I enjoy reading Jasper Fforde books, yet feel no urgency to read more. The books have plots, but they are not particularly engaging. The characters have their interesting points, but they are not the types you would want to get to know better. The strength of the books lies in the style. This makes them fun to read, but doesn't leave an urgency for more.

In the Eyre affair, the characters inhabit the "real" world, however, a few things are different. Britain is still fighting the Crimean war. Wales is an independent republic. Certain people can travel in time (or make time stand still.) And their are also some inventions, such as a machine that lets people travel in books. Of course, the bad guys get hold of this and use it to remove characters from original manuscripts, thus changing the novel.

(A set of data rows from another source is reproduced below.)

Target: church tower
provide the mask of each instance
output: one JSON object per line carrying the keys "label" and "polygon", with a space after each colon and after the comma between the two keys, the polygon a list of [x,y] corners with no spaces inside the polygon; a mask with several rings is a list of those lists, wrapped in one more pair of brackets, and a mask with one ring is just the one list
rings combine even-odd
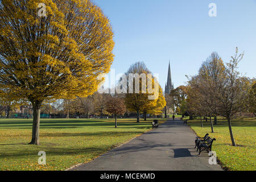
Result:
{"label": "church tower", "polygon": [[174,89],[174,83],[172,82],[172,76],[171,74],[171,66],[169,61],[169,68],[168,69],[167,83],[166,84],[164,94],[169,95],[171,91]]}

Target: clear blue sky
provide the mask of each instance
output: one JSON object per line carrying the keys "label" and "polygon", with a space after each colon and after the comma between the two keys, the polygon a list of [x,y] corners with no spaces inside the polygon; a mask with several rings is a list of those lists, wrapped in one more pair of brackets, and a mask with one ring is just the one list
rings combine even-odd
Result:
{"label": "clear blue sky", "polygon": [[[114,32],[115,59],[112,68],[125,73],[144,61],[159,73],[164,89],[171,61],[175,88],[185,75],[197,73],[213,51],[224,62],[236,47],[245,51],[239,70],[256,77],[256,0],[94,0],[109,18]],[[217,17],[210,17],[210,3]]]}

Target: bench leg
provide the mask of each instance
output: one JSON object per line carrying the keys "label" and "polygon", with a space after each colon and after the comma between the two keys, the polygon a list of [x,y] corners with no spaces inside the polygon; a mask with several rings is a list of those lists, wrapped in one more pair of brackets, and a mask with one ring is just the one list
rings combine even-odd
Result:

There is also a giant corporation that dominates the control. It seems to play the role of nuisance. And of course, the hero has a love interest, a father that pops in and out, and plenty of other side interests.

However, all of this stuff is secondary to the bizarreness of "life" in the universe. I'm often stuck wondering - "is this a real event?" or "is this how the novel really is?" Historical fact and fiction are weaved in and out of the novel. Characters often bear names of "pop-culture" objects, whether they be games, scientific procedures or expressions. It makes for plenty of fun bits in the Monty Python/Douglas Adams tradition, but alas doesn't quite maintain interest.